Vuslata Yeniden...
Uzun bir süre köşe yazarlığını yaptığım Doğruhaber Gazetesi'nde şahsımdan kaynaklı birtakım arızi hallerden (hastalık) dolayı üç yıl dört ay gibi bir aradan sonra, gazete yayın kurulunun yazmamı talep etmesi üzerine yeniden yazmaya karar vermiş bulunuyorum.
Ben buna vuslat diyorum. Çünkü insan ruhunun uzun süre birlikte bulunduğu bir kurumdan ayrı kaldıktan sonra yeniden buluşması, tıpkı sılaya vuslat gibidir. Uzun bir süre sıladan uzak kalan bir gurbetçinin sılaya kavuşması ve hasret gidermesi gibi bir şeydir bizimki de.
Doğruhaber'de epey zaman yazmadım ise de hep yayın politikasını izledim ve iyi bir okuru olmaya çalıştım. Kimi yazarlarının yazılarını sosyal medya haspalarımda takipçilerimle paylaştım. Hiçbir zaman aboneliğimi kesmediğim gibi yeni abonelerini artırmaya yönelik de çalıştım.
Fıtri olarak her insan, bir zaman emek verdiği bir kurumun illa da ayakta kalmasını ve ilerlemesini arzular. Nasıl ki, bir çiftçi su verdiği, gübre verdiği bir ağacın mutlaka meyve vermesini bekler durur. Birkaç yıl meyve vermezse bile o yine de bu umudunu yitirmez ve emek vermeye devam eder.
İnşaallah'u Teala, bundan sonra imkân ve sağlığımız el verdikçe yazmaya devam edeceğiz. Elhamdülillah bu ara zaman imkânım da vardır. Çünkü "Kur’an'da Peygamberler" serisi kitap çalışmalarım bitti sayılır, 10. Çalışmayı da Allah’ın inayeti ve tevfiki ile tamamladım. Ancak bazı ciltlerde tekrar tekrar okuma, düzeltme ve tashih çalışmaları hala devam etmektedir.
Yazarlık sürücülük mesleği gibi bir tutkudur, bir sevdadır. Alışan daha bir şekilde bırakmak istemez.
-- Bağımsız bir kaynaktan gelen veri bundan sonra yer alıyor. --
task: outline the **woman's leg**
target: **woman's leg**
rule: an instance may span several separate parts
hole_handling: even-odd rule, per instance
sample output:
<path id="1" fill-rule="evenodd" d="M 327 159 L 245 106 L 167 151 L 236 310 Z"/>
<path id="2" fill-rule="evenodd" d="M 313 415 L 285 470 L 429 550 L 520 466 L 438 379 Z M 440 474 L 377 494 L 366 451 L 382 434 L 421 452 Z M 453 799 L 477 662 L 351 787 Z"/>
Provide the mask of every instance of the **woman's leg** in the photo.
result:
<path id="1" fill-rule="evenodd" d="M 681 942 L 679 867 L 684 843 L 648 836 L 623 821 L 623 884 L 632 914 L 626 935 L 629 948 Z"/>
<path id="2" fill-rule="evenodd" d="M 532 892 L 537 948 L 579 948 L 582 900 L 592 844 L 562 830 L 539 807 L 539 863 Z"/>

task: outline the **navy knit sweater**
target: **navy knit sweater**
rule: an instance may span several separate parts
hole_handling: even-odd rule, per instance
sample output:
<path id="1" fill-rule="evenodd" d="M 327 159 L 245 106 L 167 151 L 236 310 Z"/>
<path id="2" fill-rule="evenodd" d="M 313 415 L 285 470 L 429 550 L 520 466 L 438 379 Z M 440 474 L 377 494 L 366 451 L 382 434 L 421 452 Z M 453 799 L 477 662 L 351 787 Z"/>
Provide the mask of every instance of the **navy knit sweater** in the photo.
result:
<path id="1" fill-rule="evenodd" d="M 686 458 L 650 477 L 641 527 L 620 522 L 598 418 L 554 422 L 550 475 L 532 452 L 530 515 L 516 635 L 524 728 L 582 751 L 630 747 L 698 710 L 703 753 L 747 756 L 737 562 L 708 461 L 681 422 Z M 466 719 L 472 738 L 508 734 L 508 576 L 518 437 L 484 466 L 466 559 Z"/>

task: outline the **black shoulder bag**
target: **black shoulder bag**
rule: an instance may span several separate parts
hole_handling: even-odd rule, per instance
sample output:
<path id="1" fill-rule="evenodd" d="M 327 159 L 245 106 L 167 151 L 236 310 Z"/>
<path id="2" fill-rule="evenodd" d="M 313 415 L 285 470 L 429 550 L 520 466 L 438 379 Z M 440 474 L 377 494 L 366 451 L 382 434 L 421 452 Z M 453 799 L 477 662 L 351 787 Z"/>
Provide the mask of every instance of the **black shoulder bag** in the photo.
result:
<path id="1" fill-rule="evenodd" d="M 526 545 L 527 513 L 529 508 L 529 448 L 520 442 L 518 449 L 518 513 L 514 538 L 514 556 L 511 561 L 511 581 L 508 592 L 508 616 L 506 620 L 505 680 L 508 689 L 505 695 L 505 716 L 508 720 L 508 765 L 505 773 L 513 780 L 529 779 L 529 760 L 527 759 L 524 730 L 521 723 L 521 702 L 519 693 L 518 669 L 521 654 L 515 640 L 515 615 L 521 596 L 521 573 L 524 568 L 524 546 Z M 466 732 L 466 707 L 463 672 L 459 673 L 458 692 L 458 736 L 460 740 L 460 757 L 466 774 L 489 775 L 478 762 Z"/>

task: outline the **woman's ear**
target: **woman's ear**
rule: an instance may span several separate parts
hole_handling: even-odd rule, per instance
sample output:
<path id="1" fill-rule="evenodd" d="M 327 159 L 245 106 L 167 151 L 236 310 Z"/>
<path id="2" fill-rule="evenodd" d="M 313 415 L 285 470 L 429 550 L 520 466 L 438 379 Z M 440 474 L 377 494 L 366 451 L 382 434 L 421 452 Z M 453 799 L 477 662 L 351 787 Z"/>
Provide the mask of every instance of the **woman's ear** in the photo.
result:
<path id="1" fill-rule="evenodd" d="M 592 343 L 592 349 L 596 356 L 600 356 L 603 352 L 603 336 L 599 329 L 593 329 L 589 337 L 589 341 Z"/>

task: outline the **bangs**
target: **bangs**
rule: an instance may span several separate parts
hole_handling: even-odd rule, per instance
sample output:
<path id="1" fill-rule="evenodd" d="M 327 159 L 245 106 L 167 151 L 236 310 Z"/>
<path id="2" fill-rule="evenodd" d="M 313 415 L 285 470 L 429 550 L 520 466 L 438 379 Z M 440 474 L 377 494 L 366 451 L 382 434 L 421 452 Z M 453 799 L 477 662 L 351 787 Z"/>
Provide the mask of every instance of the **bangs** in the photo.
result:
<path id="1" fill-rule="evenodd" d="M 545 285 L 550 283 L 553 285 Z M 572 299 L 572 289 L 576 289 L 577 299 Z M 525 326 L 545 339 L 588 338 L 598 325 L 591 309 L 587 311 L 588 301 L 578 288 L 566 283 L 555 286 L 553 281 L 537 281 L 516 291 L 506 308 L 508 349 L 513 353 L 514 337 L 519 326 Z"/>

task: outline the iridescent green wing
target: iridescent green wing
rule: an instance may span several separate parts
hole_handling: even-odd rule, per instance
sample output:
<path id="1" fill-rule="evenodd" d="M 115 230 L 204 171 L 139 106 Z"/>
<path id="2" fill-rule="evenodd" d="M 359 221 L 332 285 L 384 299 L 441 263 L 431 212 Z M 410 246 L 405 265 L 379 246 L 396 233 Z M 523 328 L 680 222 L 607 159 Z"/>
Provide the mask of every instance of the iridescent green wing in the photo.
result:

Ancak acemi sürücünün araç kullanması ne kadar riskli ise kontrolsüz yazarlık da o derece tehlikeli ve risklidir. Bazen insanın kaleminden çıkan bir söz, başını belaya sokabilir! Bazen de yerinde ve zamanında sarf edilen isabetli bir söz de tarih olabilir.
Yazı hitabete benzemez. Hitabet eğer kaydolmamışsa zamanla unutulur ve değiştirilebilir de. Ama yazı yayına girdikten sonra senden çıkar, belge olur. Bu belge, yıllar sonra menfi ya da müspet olarak senin karşına çıkabilir, aleyhinde veya lehinde kullanılabilir.
Bütün bu tedbirleri aldıktan sonra yazmaktan korkmamak lazım. Ben bazen büyük alimlerimize, Seydalarımıza şunu söylüyorum; yazmaktan çekinmeyin! "İlmin dili yoktur". Arapça Türkçe beceremiyorsanız Kürtçe yazın. Yoksa sizin bu ilminiz, bu güzel birikiminiz sizinle birlikte mezara girer. Tabi seydalarımızın zamanı çoğunlukla ders vermekle geçiyor. O da canlı bir eserdir.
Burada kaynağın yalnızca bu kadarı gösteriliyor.